One thing I did achieve yesterday, gales notwithstanding, was to acquire two new clients. One of them is in need of a quick garden-tidy ahead of the winter. The garden is small, but quite well-planted with shrubs and climbers. It won't take a huge amount of work, but it has the potential to be really nice come the spring. It's a bit late to get some bulbs in for the owner, but we'll see.
The other garden is larger, and very much a 'play garden' with plenty of grass, a few shrubs around the edges, and two areas of paved patio. This client wants me to garden sit for 6 months while they are abroad. The main task is to ensure that the garden doesn't resemble the interior of the Amazon rainforest when they return. Again, keeping on top of it ought not to be too taxing, but I'd like to think I can introduce a few improvements and nice touches while I am at it.

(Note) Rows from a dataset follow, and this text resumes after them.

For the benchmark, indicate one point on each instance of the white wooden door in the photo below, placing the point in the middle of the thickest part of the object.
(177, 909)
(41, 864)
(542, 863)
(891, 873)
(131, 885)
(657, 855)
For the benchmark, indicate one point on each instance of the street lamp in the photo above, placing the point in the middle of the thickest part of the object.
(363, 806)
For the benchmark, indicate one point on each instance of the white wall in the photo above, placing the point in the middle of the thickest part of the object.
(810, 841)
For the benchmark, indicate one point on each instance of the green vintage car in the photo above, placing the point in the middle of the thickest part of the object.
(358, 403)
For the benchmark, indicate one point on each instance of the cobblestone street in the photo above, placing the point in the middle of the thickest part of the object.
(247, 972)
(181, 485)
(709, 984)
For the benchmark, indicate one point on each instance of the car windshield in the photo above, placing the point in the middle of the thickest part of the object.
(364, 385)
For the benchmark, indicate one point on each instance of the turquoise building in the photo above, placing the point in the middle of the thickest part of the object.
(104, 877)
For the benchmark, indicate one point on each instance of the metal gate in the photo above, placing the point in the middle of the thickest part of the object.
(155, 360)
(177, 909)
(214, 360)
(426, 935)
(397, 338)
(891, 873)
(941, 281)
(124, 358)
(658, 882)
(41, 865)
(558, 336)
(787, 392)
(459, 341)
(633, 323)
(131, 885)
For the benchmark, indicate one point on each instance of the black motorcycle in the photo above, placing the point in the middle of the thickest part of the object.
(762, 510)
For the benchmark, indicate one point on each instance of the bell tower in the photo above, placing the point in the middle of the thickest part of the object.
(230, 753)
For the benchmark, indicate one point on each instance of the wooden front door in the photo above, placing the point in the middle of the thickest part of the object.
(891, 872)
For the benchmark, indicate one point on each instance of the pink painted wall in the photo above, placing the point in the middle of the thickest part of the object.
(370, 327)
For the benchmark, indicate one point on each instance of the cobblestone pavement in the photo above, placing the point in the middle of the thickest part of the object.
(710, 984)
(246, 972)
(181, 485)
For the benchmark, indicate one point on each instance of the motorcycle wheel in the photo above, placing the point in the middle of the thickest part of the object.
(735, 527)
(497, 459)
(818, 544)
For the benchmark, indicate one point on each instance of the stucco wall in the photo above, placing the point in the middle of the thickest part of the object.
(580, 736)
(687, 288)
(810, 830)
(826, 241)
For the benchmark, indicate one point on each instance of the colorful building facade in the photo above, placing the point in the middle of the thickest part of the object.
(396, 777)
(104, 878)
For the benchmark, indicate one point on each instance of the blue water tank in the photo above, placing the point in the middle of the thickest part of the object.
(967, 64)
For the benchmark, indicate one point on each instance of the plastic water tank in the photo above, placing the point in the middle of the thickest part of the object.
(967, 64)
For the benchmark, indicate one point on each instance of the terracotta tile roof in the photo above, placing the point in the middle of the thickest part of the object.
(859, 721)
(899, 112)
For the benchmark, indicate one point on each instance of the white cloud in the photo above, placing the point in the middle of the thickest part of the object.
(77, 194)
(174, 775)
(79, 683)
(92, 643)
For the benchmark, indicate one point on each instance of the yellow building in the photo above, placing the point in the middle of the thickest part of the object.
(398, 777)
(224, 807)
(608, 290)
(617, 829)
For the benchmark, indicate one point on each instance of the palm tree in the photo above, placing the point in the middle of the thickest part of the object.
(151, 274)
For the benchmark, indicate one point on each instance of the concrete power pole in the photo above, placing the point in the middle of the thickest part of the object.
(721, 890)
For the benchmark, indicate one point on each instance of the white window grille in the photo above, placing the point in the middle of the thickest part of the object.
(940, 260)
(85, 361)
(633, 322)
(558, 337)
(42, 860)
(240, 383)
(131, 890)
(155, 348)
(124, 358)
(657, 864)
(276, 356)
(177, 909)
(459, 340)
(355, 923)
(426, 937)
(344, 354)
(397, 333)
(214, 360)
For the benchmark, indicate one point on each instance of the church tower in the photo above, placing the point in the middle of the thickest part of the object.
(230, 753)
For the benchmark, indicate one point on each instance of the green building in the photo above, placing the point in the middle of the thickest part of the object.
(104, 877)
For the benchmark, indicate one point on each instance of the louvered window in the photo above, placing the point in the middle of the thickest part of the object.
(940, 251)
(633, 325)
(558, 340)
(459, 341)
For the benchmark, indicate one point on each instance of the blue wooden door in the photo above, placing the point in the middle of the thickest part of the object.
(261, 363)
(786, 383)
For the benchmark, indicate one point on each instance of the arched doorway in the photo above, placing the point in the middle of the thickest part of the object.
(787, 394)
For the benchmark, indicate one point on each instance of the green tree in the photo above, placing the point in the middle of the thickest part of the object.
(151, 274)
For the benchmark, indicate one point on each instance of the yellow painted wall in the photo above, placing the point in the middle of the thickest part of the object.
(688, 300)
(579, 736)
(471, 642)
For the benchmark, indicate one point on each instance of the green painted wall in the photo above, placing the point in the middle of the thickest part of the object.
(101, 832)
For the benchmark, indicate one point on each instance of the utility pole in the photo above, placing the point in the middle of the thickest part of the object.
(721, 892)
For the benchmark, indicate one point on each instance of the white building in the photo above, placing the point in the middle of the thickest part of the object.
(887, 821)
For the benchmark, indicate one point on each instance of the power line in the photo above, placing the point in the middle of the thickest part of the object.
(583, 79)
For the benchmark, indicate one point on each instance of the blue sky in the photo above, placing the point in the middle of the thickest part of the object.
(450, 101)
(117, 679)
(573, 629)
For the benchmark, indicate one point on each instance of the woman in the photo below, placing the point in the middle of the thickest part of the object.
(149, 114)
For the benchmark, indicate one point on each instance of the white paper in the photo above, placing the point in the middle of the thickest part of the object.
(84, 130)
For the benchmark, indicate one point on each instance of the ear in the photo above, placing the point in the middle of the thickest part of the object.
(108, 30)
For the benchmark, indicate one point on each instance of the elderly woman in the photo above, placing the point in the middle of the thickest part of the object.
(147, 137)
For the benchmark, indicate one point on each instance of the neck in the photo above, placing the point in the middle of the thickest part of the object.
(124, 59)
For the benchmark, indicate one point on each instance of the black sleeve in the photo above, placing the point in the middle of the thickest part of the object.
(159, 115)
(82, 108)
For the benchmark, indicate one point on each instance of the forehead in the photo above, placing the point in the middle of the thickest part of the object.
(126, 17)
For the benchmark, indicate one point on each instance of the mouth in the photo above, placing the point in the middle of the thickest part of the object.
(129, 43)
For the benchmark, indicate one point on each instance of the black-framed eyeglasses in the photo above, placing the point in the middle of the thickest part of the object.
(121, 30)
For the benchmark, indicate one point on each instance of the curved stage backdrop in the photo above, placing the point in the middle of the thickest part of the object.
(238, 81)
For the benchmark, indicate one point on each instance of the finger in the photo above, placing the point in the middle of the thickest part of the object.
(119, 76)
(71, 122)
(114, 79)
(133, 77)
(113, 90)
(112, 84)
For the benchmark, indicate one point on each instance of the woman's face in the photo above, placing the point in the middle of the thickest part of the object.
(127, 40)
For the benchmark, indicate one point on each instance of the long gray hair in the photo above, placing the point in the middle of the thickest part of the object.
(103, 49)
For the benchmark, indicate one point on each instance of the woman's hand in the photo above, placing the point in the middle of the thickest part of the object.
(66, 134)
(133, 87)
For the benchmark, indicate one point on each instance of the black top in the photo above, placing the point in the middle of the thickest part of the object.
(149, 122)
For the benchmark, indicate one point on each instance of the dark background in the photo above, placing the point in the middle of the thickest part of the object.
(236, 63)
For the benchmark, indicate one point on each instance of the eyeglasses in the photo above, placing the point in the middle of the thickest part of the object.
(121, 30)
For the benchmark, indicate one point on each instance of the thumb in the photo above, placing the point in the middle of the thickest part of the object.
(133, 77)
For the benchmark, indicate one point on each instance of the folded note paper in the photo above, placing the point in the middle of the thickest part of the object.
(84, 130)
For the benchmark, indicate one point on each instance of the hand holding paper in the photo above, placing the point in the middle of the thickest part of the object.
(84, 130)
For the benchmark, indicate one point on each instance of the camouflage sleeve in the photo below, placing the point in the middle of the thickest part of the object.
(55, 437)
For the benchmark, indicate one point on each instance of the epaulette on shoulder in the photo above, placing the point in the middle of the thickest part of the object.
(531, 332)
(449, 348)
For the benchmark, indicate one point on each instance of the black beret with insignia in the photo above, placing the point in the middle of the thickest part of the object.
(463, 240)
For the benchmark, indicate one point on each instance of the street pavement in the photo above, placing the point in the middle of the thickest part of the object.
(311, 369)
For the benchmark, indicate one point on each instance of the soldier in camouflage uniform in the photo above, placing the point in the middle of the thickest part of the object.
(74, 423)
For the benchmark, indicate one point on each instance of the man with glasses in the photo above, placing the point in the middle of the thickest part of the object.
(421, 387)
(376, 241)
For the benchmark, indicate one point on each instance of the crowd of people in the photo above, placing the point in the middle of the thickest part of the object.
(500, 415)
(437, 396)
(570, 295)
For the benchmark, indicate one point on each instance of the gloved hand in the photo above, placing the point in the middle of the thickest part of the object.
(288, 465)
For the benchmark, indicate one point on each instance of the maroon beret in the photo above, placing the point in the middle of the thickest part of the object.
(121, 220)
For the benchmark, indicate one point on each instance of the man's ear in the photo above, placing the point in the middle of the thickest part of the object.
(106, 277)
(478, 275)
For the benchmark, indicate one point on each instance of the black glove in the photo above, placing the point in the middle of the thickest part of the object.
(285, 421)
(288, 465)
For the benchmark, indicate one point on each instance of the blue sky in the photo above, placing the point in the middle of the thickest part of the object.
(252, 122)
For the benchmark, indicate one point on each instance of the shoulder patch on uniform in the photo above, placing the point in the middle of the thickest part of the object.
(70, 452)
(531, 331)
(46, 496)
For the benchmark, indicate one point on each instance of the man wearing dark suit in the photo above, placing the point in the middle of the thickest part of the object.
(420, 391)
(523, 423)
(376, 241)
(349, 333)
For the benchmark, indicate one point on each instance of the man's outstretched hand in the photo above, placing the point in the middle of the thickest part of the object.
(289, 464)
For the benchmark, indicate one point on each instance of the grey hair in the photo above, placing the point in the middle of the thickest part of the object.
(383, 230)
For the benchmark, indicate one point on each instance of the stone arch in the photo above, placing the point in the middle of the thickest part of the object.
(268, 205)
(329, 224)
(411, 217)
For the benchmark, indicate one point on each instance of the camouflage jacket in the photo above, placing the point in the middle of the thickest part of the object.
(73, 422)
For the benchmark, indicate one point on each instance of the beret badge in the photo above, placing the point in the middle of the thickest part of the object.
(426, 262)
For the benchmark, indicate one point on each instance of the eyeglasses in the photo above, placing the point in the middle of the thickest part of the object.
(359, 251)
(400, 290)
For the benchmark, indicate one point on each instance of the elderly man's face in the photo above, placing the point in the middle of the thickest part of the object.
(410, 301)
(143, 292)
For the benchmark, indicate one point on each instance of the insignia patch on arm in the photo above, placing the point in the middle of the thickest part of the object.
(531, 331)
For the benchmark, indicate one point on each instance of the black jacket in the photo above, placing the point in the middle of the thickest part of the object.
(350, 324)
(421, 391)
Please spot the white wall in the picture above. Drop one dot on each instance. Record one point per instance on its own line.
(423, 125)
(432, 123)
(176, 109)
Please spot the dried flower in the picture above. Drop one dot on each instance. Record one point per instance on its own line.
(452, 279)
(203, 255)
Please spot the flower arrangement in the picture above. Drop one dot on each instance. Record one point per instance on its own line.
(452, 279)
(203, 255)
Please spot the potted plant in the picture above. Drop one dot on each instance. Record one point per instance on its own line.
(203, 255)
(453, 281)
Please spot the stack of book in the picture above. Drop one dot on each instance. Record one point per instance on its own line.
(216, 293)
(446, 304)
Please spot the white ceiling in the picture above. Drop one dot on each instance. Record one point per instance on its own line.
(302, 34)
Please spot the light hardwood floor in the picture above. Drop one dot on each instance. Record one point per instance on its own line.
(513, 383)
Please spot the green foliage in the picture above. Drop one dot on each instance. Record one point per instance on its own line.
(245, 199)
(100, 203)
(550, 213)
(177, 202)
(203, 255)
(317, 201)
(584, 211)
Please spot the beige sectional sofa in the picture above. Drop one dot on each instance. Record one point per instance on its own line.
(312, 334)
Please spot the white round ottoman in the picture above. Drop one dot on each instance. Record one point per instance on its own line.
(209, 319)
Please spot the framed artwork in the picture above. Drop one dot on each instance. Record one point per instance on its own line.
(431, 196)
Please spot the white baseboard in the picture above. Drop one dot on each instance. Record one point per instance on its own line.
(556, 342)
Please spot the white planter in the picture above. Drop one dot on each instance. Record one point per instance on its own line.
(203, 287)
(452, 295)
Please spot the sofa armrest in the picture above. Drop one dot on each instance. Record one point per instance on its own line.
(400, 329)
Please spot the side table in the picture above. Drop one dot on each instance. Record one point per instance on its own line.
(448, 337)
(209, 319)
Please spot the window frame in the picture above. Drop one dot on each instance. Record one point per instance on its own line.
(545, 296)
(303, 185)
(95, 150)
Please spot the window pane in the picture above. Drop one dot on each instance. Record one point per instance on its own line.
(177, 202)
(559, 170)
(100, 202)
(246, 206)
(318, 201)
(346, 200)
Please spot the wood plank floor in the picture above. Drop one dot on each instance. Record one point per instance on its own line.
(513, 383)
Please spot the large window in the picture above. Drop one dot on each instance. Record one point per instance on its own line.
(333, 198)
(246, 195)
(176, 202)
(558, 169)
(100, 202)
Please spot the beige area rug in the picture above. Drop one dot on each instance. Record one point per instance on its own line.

An old client has asked me to plant up some soft fruit for him: a good job for this time of year, as long as it doesn't stay too wet. I dislike putting plants in the ground when it absolutely soaking, as it's not good for many, and disastrous for lots. However, I can get on with preparing the ground and getting some manure dug-in while I wait for the plants to arrive. I have gone for a mixture of fruit to supplement the early-fruiting raspberries which are already well-established - to extend the cropping season, and to introduce some different varieties. So, autumn-fruiting raspberry 'Autumn Bliss' is top of the list. I grow this at the allotment, and it does well hereabouts, cropping well into October. The I have gone for blackcurrant 'Ben Connan', redcurrant 'Rovada', and whitecurrant 'Blanka' which all fruit July/August. Gooseberry 'Xenia' and a Casseille complete the patch for the moment. The client and I disagree a bit about strawberries - he's not bothered, but I tend to think they are de rigeur in a soft fruit patch. Still, we can always revisit that question in the spring: and it is his call, of course.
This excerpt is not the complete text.